Bochum, 23 April 2015

Thursday, April 16, 2015

Cerita "Mati Lampu" di Kampus Kami

Sore kemarin, sekitar pukul 2, aku baru saja menyelesaikan pekerjaan di kantor. Sisa waktu istirahat kupakai saja untuk berselancar di dunia maya. Tiba-tiba, "crek" aliran listrik terputus. Rekan-rekan kerjaku segera keluar ruangan, memastikan bahwa ruangan lain mengalami hal serupa. Lampu di beberapa lorong masih tampak menyala, karena listriknya berasal dari sumber cadangan.

Wajah mereka tampak gelisah, mencoba mencari tahu apa yang sebenarnya sedang terjadi. Mungkin terdengar aneh dan berlebihan bagi kita orang Indonesia. "Pasti ada yang tidak beres!", pikir mereka. Sejak aku tinggal di Jerman 4 tahun belakangan ini, ini kali pertama terjadi pemutusan aliran listrik secara mendadak, tanpa pemberitahuan sama sekali. Biasanya kalau pun ada pemutusan untuk tujuan perawatan jaringan, pemberitahuannya sudah dari jauh-jauh hari, bahkan 3 bulan sebelumnya, dan itu pun tak pernah total diputuskan semua, agar kegiatan akademik dapat berlangsung sebagaimana biasa.

Kami pun dipulangkan lebih awal. Sesampai di asrama aku menyalakan laptop dan mencoba mencari tahu lewat internet. Ah, aku baru sadar, internet di asrama terhubung dengan jaringan yang sama dari kampus. Jadi, percuma saja. Lalu, aku mencoba mengecek melalui telepon selularku yang sudah kehabisan kuota internet, lambatnya bukan main. Akun Facebook RUB ternyata tak henti-hentinya memberikan informasi tentang kejadian "luar biasa" ini.

Dari beberapa informasi yang kuperoleh, sejak sore petugas terkait bahu-membahu sigap bekerja, layaknya tim siaga bencana, memastikan tak ada orang yang celaka oleh karena kejadian ini. Para petugas dari "stadwerke" segera memeriksa penyebab putusnya aliran listrik yang melumpuhkan seluruh area kampus.

Perbaruan informasi terus menerus disampaikan oleh para petugas. Sampai pukul 2 pagi, masih kulihat beberapa berita bersliweran. Para petugas menemukan bagian yang bermasalah pada salah satu sambungan yang terletak tak jauh dari pabrik Opel. Katanya ini kejadian stromausfall terbesar sejak 25 tahun terakhir ini. Beberapa petugas yang diwawancarai menyampaikan bahwa mereka tak akan pulang, sampai semuanya selesai diperbaiki.

Pukul 4 pagi, kuterima email dari sekretariat kampus. Mereka memberitahukan proses perbaikan yang sedang berjalan dan beberapa hal terkait kegiatan di kampus yang terkena dampak langsung.
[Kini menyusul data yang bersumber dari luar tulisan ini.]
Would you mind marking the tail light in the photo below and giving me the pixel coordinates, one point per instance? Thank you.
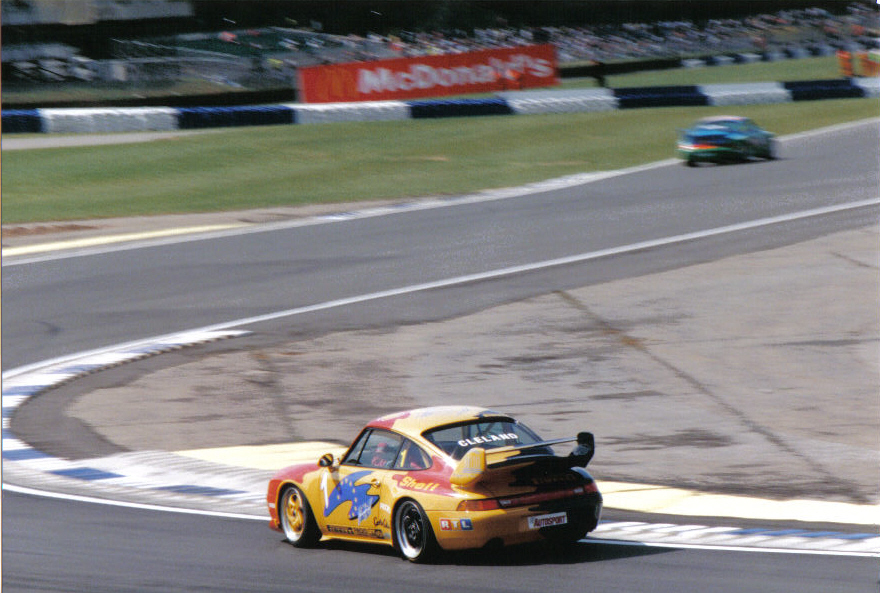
(506, 502)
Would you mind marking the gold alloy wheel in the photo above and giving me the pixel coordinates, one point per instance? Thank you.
(294, 517)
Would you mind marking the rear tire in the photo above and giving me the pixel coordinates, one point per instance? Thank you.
(413, 535)
(297, 520)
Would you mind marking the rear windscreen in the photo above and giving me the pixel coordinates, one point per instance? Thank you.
(456, 440)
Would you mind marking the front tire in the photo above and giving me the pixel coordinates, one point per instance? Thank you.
(413, 535)
(297, 520)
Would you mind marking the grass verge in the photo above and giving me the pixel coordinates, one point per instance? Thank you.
(243, 168)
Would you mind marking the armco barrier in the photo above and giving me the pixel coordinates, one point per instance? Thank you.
(756, 93)
(222, 117)
(106, 119)
(660, 96)
(338, 112)
(459, 108)
(811, 90)
(580, 101)
(520, 102)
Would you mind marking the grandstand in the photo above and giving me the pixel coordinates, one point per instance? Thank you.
(147, 42)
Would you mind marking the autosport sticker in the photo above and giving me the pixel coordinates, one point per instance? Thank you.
(548, 520)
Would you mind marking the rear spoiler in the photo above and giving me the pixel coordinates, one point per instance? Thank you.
(477, 460)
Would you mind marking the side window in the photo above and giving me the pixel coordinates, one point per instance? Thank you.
(354, 452)
(411, 457)
(380, 449)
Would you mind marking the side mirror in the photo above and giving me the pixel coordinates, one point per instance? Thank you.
(470, 469)
(328, 460)
(584, 450)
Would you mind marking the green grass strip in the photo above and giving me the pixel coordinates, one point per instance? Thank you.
(243, 168)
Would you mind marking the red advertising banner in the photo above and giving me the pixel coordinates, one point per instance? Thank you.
(431, 76)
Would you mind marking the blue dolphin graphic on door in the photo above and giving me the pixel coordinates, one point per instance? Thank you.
(347, 490)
Pukul 8 pagi, kuterima email lain dari Supervisorku, berisi himbauan untuk tetap berada di rumah selama masa perbaikan, terkait alasan keselamatan kerja dan sebagainya.
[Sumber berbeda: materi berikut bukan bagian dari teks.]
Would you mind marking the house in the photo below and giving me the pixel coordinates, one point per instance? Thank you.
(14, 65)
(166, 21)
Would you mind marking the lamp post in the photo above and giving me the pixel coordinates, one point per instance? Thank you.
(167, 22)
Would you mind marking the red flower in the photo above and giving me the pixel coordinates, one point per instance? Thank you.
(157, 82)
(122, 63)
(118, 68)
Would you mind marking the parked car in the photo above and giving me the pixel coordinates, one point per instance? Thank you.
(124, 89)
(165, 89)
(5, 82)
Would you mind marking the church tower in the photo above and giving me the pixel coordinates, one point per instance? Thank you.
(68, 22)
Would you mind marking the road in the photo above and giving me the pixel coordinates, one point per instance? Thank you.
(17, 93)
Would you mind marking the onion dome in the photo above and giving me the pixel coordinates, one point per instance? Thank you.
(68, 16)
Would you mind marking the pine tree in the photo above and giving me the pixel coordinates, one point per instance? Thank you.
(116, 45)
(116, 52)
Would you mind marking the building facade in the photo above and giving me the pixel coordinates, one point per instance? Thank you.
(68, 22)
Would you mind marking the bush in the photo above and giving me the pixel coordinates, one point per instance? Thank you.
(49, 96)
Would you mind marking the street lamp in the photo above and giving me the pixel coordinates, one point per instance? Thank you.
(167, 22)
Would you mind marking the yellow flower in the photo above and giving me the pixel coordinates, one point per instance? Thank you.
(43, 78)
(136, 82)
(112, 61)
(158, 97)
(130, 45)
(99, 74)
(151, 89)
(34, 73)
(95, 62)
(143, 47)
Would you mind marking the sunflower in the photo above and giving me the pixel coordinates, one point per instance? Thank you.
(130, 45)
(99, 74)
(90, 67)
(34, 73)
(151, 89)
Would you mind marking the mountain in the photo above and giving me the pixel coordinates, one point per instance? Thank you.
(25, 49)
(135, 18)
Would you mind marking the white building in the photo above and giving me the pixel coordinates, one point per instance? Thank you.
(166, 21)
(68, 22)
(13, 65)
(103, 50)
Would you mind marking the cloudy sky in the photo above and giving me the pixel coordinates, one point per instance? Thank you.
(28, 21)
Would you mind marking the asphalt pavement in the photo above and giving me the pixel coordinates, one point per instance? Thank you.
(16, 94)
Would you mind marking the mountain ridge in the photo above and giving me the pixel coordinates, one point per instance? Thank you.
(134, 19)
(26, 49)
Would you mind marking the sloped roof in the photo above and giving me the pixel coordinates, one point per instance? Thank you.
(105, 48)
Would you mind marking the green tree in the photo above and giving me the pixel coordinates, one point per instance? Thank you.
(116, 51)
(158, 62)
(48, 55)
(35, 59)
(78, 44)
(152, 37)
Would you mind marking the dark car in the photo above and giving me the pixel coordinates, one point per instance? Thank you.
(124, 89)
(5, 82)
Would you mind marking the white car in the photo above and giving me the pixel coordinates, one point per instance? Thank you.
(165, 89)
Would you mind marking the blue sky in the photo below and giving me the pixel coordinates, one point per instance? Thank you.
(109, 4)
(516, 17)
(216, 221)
Itulah, sekelumit kisah "mati lampu", yang sedikit menghebohkan warga kampus kami. Banyak pelajaran yang dapat kita petik dari kejadian ini, tentang dedikasi para petugas, tentang kesigapan dan tanggap bencana, serta tentang arti penting teknologi yang telah mendarah daging dalam jiwa mereka. Lalu, di tanah air bagaimana? Mari kita berbenah, Kawan.